Ben bu iki sınıflamanın hangisine girdiğime pek karar veremedim.
Evvela filmin director koltuğunda NBC değil de misal XYZ olsa, değil yorum yazmak, izleme zahmetinde bile bulunmayacak yüzde doksanlık bir kesimin varlığını kimse inkar etmeyecektir sanırım. Oyuncuların içinde Yılmaz Erdoğan'ı görüp hele bi izleyelim, bakalım bu da neymiş diyenler, filmin sonuna kadar gülmeyi bekleyip gülemediklerine yanmalarını ise es geçiyorum.
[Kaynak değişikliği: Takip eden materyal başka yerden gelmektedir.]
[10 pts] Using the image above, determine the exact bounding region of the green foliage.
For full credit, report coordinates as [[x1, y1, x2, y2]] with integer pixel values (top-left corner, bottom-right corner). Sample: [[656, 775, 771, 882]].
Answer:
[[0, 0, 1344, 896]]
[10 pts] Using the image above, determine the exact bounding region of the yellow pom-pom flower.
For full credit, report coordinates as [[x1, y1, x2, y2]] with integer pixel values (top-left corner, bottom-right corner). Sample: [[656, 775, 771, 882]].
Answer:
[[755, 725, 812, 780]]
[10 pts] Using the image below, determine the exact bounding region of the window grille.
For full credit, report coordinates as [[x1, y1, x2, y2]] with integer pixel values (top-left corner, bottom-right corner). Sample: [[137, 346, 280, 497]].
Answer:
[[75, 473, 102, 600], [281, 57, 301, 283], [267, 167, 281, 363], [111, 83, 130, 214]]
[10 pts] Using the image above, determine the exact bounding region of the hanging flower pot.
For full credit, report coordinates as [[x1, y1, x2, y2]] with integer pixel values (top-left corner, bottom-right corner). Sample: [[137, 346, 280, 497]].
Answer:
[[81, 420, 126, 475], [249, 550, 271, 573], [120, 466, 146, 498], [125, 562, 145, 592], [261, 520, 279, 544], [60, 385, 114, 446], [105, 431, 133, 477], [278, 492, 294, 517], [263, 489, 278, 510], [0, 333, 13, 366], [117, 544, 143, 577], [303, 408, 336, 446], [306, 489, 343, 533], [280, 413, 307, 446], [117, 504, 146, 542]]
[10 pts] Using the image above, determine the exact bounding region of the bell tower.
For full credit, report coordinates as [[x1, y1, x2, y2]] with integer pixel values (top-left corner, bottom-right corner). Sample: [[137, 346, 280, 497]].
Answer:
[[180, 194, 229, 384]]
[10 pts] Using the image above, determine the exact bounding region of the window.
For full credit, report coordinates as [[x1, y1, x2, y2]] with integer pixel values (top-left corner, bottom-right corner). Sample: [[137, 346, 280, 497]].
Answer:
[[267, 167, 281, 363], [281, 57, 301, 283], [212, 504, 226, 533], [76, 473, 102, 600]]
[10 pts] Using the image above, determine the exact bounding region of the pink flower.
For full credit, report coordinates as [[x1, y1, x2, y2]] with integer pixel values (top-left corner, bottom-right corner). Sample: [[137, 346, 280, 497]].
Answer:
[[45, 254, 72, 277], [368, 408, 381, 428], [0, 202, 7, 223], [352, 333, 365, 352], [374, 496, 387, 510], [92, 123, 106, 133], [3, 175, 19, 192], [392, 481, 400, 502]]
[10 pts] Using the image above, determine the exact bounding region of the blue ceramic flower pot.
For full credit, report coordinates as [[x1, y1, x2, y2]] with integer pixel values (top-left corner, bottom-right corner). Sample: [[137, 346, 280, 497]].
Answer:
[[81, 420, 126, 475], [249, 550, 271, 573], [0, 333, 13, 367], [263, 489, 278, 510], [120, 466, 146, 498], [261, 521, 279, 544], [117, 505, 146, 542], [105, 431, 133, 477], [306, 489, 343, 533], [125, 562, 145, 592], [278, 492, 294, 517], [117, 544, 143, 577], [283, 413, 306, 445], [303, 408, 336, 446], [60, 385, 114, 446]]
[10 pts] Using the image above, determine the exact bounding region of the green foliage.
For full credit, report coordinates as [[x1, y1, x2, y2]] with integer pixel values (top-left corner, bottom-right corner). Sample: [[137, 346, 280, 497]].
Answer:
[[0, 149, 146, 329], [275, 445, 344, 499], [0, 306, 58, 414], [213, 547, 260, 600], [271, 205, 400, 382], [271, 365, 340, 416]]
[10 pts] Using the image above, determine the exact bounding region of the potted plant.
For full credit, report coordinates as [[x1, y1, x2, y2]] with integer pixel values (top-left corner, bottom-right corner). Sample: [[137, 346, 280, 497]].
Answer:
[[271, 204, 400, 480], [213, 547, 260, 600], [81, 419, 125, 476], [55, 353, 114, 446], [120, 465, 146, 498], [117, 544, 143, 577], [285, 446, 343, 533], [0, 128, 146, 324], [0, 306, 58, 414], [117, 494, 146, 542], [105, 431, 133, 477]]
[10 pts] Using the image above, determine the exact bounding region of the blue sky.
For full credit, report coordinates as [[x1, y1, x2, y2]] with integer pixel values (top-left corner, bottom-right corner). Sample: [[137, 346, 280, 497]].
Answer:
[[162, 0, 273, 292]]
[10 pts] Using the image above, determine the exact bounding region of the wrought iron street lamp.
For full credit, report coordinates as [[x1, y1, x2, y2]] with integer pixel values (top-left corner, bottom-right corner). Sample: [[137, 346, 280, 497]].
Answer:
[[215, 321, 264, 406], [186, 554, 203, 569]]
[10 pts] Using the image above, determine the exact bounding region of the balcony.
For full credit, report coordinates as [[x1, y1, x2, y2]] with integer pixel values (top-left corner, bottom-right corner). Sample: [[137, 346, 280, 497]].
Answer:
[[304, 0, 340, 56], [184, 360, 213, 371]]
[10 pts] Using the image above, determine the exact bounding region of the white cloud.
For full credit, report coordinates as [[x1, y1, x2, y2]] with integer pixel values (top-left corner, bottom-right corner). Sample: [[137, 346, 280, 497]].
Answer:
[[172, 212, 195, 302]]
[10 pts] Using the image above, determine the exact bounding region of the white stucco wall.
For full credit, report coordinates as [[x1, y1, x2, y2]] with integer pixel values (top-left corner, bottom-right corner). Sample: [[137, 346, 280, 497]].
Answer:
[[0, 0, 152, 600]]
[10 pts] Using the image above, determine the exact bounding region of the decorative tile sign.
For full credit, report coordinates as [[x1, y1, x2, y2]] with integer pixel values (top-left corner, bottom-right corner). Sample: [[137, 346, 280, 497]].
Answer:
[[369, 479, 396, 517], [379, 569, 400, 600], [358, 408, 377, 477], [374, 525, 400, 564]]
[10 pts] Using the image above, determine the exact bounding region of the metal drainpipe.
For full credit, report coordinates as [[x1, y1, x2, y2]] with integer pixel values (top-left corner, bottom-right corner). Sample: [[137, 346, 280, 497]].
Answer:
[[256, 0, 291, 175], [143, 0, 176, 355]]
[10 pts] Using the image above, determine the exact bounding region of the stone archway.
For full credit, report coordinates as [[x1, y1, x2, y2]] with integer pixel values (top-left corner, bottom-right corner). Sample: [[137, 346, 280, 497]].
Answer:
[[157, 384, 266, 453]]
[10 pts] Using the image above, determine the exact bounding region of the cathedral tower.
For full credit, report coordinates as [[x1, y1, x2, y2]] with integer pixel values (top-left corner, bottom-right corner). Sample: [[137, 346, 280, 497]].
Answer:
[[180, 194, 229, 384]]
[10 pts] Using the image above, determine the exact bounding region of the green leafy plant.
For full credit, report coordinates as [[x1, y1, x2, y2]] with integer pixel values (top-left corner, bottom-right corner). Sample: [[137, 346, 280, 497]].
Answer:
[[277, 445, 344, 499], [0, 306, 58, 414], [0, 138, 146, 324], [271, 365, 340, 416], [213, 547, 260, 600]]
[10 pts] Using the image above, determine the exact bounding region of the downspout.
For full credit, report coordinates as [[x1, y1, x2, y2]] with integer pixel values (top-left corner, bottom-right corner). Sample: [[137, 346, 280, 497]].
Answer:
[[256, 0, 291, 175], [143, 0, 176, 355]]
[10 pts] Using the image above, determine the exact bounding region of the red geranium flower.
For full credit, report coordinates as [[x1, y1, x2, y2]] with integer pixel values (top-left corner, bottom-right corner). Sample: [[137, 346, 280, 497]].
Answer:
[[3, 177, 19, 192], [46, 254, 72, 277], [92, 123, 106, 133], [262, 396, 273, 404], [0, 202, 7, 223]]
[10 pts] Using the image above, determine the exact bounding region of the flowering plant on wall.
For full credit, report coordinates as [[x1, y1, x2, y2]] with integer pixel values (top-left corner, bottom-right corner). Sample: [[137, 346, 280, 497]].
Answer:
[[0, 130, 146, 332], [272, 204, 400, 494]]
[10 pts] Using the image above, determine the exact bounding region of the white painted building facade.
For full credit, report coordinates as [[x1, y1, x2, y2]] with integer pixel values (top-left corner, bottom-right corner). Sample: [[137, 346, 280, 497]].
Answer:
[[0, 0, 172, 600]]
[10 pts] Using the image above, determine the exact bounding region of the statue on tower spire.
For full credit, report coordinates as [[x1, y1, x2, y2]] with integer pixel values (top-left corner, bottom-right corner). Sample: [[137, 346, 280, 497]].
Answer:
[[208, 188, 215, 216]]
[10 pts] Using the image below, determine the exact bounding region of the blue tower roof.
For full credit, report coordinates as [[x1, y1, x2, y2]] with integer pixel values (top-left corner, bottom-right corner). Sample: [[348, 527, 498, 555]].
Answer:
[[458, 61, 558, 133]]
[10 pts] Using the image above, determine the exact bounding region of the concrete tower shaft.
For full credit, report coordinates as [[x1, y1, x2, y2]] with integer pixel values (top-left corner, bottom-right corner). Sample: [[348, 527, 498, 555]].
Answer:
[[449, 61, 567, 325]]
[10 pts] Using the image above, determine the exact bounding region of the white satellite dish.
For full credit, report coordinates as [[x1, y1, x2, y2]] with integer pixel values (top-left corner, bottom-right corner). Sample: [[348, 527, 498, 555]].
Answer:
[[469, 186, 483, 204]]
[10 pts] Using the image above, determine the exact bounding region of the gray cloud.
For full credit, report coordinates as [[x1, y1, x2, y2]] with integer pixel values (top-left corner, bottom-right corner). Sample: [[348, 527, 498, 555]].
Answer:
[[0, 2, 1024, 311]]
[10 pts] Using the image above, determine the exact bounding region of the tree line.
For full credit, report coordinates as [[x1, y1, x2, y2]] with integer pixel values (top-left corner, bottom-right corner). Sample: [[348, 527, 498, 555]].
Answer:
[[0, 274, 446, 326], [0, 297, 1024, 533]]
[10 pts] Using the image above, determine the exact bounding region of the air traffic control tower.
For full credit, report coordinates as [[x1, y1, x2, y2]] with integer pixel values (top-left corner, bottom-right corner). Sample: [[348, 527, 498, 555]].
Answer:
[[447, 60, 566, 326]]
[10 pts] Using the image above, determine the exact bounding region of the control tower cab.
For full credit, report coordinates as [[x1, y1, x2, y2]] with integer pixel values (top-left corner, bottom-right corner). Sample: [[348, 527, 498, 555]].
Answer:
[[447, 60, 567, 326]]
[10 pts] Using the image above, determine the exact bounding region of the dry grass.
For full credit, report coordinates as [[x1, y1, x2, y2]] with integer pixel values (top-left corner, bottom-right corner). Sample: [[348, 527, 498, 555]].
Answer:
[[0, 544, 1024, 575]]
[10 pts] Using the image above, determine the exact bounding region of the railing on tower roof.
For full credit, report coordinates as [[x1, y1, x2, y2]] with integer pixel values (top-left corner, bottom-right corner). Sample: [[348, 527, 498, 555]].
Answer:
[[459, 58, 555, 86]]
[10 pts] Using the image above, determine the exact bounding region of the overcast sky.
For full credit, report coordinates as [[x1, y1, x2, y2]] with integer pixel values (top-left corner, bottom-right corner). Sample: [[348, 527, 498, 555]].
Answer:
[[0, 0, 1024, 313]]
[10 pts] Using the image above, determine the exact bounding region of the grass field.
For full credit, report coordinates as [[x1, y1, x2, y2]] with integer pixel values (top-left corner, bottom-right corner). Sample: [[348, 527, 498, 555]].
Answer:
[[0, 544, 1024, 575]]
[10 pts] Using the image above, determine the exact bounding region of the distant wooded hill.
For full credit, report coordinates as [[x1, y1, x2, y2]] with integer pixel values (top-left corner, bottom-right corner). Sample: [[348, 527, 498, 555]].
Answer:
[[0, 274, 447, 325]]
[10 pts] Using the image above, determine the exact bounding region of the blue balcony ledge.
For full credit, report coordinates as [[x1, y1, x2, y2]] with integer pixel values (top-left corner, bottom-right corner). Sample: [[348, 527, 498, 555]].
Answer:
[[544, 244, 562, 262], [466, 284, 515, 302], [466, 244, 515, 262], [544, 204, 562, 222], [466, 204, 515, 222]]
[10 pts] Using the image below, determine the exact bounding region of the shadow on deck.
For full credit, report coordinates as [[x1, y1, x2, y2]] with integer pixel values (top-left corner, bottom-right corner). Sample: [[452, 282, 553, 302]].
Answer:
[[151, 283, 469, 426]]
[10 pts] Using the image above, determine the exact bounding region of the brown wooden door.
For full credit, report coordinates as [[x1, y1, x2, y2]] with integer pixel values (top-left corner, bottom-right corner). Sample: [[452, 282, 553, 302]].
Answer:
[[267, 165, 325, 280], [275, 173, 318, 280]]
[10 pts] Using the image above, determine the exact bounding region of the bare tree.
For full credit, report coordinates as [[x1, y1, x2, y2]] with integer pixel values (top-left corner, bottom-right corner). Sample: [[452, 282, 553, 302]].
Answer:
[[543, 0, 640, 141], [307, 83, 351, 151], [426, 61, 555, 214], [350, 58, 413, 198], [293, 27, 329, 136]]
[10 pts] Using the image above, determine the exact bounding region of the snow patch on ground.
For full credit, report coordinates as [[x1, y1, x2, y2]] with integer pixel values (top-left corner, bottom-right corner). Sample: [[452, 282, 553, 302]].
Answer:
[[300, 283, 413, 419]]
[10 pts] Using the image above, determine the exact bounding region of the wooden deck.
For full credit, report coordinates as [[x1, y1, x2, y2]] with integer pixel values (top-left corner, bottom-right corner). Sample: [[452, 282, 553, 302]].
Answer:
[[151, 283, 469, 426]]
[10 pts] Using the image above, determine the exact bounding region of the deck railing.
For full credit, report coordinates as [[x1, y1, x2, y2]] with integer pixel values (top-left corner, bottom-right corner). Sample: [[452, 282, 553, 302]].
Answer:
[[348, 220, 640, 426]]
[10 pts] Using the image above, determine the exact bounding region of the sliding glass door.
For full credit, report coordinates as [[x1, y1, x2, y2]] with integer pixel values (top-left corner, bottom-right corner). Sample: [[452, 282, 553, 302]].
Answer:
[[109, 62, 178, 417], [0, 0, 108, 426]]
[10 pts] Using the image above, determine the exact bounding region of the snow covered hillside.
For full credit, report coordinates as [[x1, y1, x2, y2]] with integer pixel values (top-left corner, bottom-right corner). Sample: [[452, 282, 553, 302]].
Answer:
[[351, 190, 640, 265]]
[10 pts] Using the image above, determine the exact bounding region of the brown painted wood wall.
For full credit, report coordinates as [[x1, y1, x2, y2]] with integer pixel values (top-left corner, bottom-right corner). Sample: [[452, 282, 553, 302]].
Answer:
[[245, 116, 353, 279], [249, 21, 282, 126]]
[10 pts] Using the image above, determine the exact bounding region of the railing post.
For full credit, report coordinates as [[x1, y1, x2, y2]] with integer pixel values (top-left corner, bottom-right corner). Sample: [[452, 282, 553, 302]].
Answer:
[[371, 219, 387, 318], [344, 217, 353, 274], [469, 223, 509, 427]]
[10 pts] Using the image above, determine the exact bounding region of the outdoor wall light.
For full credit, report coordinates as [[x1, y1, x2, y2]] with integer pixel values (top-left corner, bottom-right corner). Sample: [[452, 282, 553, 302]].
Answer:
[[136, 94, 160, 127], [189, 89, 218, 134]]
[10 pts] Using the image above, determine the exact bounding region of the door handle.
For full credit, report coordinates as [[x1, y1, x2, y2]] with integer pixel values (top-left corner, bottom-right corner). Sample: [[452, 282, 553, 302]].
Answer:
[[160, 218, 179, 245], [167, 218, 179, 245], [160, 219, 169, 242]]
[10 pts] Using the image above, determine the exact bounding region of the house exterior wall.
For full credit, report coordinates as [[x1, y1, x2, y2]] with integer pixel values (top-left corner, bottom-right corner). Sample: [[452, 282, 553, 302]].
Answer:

Ki bunlar bilmezler bu adam aylarca Amerika'larda bu film için acemi bir talebe gibi kurs görüp eğitim almış, Nuri üstadın filminden, ustasından bir şeyler kapmanın telaşındaki bir çırak gibi çırpındığını. Karakterleri ete kemiğe büründürmenin resmini çekip, 9:16 ekranda bize aksettiren, kazma-küreğinden, savcısına kadar oyuncu kadrosunun ne büyük bir çabanın ürünü olduklarını kimse gözardı edemez. Oyunculuk, şapka çıkartılacak, boyun eğdirecek, saygı duruşuna dizdirecek cinsten. Yönetmen elindeki senaryo ile, üzerine düşeni harfi harfine yerine getirmiş, bir yaprağın rüzgardaki devinimini bile kaçırmadan kadraja hapsetmiş, profesyonel sinemanın bütün enstrümanlarını bir potada eritip, sanat şaheseri fotografik sahnelerle bizi en beklemediğimiz anda, ensemizden tutup gerçekleğin denizinde boğulma noktasına getirmeyi başarabilmiştir. Biz bu filmde gerçeği hissediyor, Muhtar'ın inanılmaz diyaloğuyla, yenilen etin gerçekten kuzu eti olduğunun tadına varıyorsak; daldan düşen elma, hepimizi meçhule giden bir yolculuğa çıkarıp peşinden sürüklüyorsa; rüzgarın uçurduğu boş bidon bir süre dolanıp ve nihayetinde tökezleyip kalıyorsa belirsiz bir noktada; kendini onun yerine koyda konuş mantalitesiyle, katile bile zaman zaman hak verip cinayeti işleyenin biz olduğunu bizzat bize düşündürtüyorsa; sıkılıyorsak katilinin belli olduğu bir cesedi aramaktan, tepelerin ardından yılan gibi kıvrılan yollarda dakikalarca bir aracın gelmesini ebedi bir terbiye ile bekliyorsak dostlar, işte bu hayattır, bu gözümüze sokulan gerçekliktir, bu biziz diyebiliyorsak o film artık bir kült yapım, bir başyapıt, bir şaheserdir...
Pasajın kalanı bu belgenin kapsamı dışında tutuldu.